You’ve spent hours tinkering and preparing the perfect dataflow to batch process zillions of web logs. Feeling satisfied, you run the job on one of the clusters and leave your desk. The boss catches you on the way out - he wonders what’s going on with the clicks and impressions report. You promise it will be ready tomorrow and head for the exit.

The next morning, you comńe to work smiling, thinking that the work for the day is already done. You open the output for last night’s job. No results.

This horror story may sound familiar. It’s not easy to get the dataflow right, especially with batch processes for massive amounts of data. That’s why we would like to suggest eight best practices to help improve your data integration debugging and development.

Data Integration Development Best Practices

1. Start Small

Don’t try to tackle the entire peta, tera, or even giga of data right away. Start with a small sample of the dataset for development and debugging purposes. Take just one file, or use a WHERE clause if the data comes from a relational database. Using too much data at this point only lengthens development time. Process the entire dataset further down the line after you have confirmed that your dataflow works correctly.

2. Develop Gradually

Developing a long and complicated dataflow only to see it fail can waste plenty of time, not to mention that it is rather hard to debug. Instead, develop it gradually, part by part. Keep in mind we are working with a small sample of the data, so check the output after each intersection and make sure that the results are correct.

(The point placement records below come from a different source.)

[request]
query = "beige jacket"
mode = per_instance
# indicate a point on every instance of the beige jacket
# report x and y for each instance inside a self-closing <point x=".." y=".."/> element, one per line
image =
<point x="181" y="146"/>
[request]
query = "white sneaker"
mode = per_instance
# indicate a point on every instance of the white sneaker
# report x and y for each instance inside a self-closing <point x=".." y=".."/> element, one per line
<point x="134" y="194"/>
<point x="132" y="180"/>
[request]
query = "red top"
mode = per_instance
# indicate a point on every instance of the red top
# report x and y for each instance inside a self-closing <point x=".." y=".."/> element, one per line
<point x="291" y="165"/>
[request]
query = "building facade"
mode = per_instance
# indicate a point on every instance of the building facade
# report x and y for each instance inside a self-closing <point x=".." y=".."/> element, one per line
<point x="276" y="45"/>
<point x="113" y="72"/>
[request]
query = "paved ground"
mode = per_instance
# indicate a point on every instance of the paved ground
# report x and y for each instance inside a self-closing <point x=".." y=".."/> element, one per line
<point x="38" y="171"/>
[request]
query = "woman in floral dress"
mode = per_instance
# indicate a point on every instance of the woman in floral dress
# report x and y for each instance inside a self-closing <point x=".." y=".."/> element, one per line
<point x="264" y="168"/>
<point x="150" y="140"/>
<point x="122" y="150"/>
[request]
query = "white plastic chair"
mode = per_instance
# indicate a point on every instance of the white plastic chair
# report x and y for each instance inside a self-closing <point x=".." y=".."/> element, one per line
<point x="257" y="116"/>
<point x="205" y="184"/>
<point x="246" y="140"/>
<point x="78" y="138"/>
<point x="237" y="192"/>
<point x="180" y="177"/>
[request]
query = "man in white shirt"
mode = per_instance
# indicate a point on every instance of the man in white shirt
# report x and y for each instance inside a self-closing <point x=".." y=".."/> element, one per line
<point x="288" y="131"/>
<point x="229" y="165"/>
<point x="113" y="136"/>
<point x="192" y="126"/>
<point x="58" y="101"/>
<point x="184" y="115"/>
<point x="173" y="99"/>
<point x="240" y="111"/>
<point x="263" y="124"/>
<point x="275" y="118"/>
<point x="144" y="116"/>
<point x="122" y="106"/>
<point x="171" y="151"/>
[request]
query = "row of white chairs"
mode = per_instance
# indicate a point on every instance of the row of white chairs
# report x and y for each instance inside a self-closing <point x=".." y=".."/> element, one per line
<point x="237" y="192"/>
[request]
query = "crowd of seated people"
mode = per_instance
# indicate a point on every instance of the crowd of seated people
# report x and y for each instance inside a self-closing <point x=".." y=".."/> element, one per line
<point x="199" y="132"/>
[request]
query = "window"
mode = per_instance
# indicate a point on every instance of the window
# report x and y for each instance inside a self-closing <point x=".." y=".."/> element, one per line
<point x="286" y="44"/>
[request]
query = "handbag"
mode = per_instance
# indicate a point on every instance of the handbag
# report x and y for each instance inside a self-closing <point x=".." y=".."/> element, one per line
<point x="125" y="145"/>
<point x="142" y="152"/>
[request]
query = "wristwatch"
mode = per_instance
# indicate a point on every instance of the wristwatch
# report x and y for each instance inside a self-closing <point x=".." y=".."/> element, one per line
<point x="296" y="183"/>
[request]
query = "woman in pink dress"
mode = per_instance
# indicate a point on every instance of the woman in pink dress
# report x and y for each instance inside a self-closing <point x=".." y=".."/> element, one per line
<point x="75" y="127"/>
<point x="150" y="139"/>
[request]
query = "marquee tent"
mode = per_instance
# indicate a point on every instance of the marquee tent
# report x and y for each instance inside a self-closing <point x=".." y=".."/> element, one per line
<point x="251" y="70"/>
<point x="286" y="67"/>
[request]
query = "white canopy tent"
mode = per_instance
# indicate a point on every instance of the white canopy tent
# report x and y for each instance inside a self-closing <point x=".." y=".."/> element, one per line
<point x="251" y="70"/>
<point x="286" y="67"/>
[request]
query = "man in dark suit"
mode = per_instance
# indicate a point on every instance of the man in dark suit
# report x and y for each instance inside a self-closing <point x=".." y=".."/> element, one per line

3. Filter Out Useless Data

Certain data processing functions, e.g. regular expressions and string manipulations, are heavy on resources. It’s best to keep it lean and only feed them with the data that you actually need. Select only relevant fields via projection and use filters to keep irrelevant data out of the flow.

4. Join Carefully

Many things can go askew with joins. Just recently we ran a join that went horrendously wrong. What we thought were nulls in the join field were actually empty strings. The join thus ended up as a full multiplication of both sides and ran to eternity and beyond.

Working with a small subset of data during the development process is already a good step forward. It is also highly recommended to take a look at data from the join sources and manually check whether they are joined correctly by checking row counts and value histograms after the join.

The next step you should take is familiarize yourself with the different types of joins and which one is right for your data:

  • Replicated Join - one of the datasets is small enough so that it fits in the memory

  • Skewed Join - one of the keys is much more common than the others, and the data for it is too large to fit in the memory

  • Merge Join - the datasets are both sorted in ascending order by the join key

  • Merge-Sparse Join - both tables are sorted by the join key in ascending order, and the right side table has less than 1% matching keys

  • Default Join - the data doesn’t fit into any of the above cases

Make sure, of course, that you put the relevant data source on the correct side depending on the join type. For example, a small dataset that fits in the memory should go on the left side of replicated join.

5. Store Results as Files

Using the database as immediate output during development is not such a good idea - you will find out about errors, like an invalid schema, only when inserting the crunched data into the DB. Better leave database trouble for later and in the meantime use output files on cloud storage such as Amazon S3. Once you’re done testing the flow, take the data from S3 and store it in the DB to fix any database schema and constraints issues - it’ll be a lot faster now that the bulk of the process is behind you. Finally, don’t forget to modify the original dataflow so that it also stores results in the DB from now on.

6. Split Parallel Dataflows

Dataflows where one data source is split into several parallel flows may work better when split into entirely separate dataflows. It could keep your processes better organized, and you will also be able to run them in parallel independently of each other. However, this isn’t always the case, so test if it works better as one dataflow or as separate dataflows.

7. Split Complex Dataflows

Dataflows that are too big and complex should also be split into several dataflows. This helps to debug each one more easily and make sure everything works correctly. The downside is that you’ll have to manually set output from the previous flow as input to the next one. This can be done automatically in via our API or with variables.

8. Use GZIP

Compressing input and output files saves plenty of time. Yes, it takes more CPU power to compress and decompress data, but that’s nothing compared the time saved transferring bytes over the network.


Data integration development is no easy feat, but certain practices can help to make it smoother: using a small dataset, gradual development, filtering out useless data, using the right joins, writing to files instead of the database, splitting parallel dataflows, splitting complex dataflows, and using GZIP compression. If you develop your dataflows correctly, your boss may be happy in the morning after all. At least about your reports.